Sri Lanka complain to ICC about green pitches, inadequate training facilities and accommodationPTI | London | Updated: 14-06-2019 21:03 IST | Created: 14-06-2019 21:01 IST
Complaining of step-motherly treatment meted out to them in the ongoing World Cup, an exasperated Sri Lanka has expressed dissatisfaction at the types of pitches provided, inadequate training and transport facilities apart from below-par accommodation. Sri Lanka team manager Ashantha de Mel has written to the ICC, stating that Sri Lanka were made to play on two green decks in Cardiff, where they lost to New Zealand before defeating Afghanistan, whereas other teams who played on same venue were provided high-scoring pitches.

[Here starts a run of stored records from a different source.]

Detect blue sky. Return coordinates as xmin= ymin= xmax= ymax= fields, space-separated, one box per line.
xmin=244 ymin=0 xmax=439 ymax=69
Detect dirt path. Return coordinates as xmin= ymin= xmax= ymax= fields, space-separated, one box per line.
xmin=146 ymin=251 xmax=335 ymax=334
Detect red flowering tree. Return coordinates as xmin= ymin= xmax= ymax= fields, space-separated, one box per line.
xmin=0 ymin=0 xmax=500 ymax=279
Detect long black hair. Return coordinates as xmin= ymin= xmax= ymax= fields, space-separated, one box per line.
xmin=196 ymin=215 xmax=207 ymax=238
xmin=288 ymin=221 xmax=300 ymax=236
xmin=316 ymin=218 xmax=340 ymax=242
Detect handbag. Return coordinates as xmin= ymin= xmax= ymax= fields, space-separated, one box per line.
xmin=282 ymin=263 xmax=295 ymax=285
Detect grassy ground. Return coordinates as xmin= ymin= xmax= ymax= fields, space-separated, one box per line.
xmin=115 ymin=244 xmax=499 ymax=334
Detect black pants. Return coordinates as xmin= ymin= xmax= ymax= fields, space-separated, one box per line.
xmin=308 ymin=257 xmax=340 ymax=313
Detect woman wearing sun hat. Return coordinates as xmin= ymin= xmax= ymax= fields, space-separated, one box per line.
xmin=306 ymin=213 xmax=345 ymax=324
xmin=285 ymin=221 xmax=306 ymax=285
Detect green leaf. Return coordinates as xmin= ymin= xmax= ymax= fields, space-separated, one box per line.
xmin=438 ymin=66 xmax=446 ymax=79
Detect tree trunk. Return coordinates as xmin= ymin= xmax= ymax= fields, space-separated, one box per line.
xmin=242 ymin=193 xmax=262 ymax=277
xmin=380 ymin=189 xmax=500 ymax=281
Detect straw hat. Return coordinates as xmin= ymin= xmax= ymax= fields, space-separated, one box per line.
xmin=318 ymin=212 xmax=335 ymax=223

De Mel said another green track awaits Sri Lanka ahead of their match against Australia on Saturday. "This is a World Cup where the top 10 countries are taking part and I feel that all the participants should be treated equally. "What we have found out is that for the four matches we have played so far at Cardiff and Bristol the ICC has prepared a green pitch, and at the same venues where the other countries have played the pitches are brown and favourable for high scoring," De Mel told Sri Lankan newspaper 'Daily News'. The match between England and Bangladesh at Cardiff saw 666 runs being scored (England 386/6 and Bangladesh 280), while game between Australia and India at the Oval witnessed a total 668 runs on flat brown track.
"The pitch being prepared for our match against Australia on Saturday here at the Oval is green. It is not (a case of) sour grapes that we are complaining but it is very unfair on the part of the ICC that they prepare one type of wicket for certain teams and another type for others," said De Mel. He also complained that the bus, which has been assigned to the 1996 World Cup winners, is a small with less seating capacity, as compared to Pakistan who have been given a spacious double-decker bus.
"Even the practice facilities provided at Cardiff were unsatisfactory. Instead of three nets they gave us only two and the hotel we were put up at Bristol did not have a swimming pool, which is very essential for every team for the fast bowlers especially to relax their muscles after practice," added the manager. "The hotels that Pakistan and Bangladesh were put up at Bristol had swimming pools," he further rued.
De Mel also criticised the timing of the World Cup, which is being held in the early part of the summer, and has resulted in matches getting washed out. Two out of four washed out matches so far involved Sri Lanka -- against Pakistan and Bangladesh at Bristol -- were the games were abandoned without a ball being bowled.
"What they should have done is played the Ashes series first and then held the World Cup in the latter part of the summer which is generally dry. It seems like the Ashes has more clout than a World Cup," said de Mel. Sri Lanka captain Dimuth Karunaratne also expressed disappointment at the green surfaces they have been given to play.
"I have already said that people expect entertainment from ODIs. They want 100-over games. If you take today's game - between England and West Indies - it is a flat wicket, it is white in colour. If you take this Oval wicket, it is green. These are the things we weren't expecting. Every wicket should be white-top. We want fair wickets. That's all we want," he said. The ICC, on its part, has given an official response to Sri Lanka's allegations, saying that the pitches are overseen by an independent advisor.
"We employ an independent pitch advisor to work with the host curators at all ICC events and the ICC Men's Cricket World Cup 2019 is no different," an event spokesperson told 'ESPNcricinfo'. "We are happy with the wickets that have been produced across the event so far in English conditions.
"As part of the four year planning process to deliver this event, we have liaised with all teams to ensure they are happy with their set up and are available to work with them should any issues arise that have not been previously anticipated. At the heart of our planning is the philosophy that all ten teams are treated equally to enable them to have the best possible preparation for the event," the spokesperson added.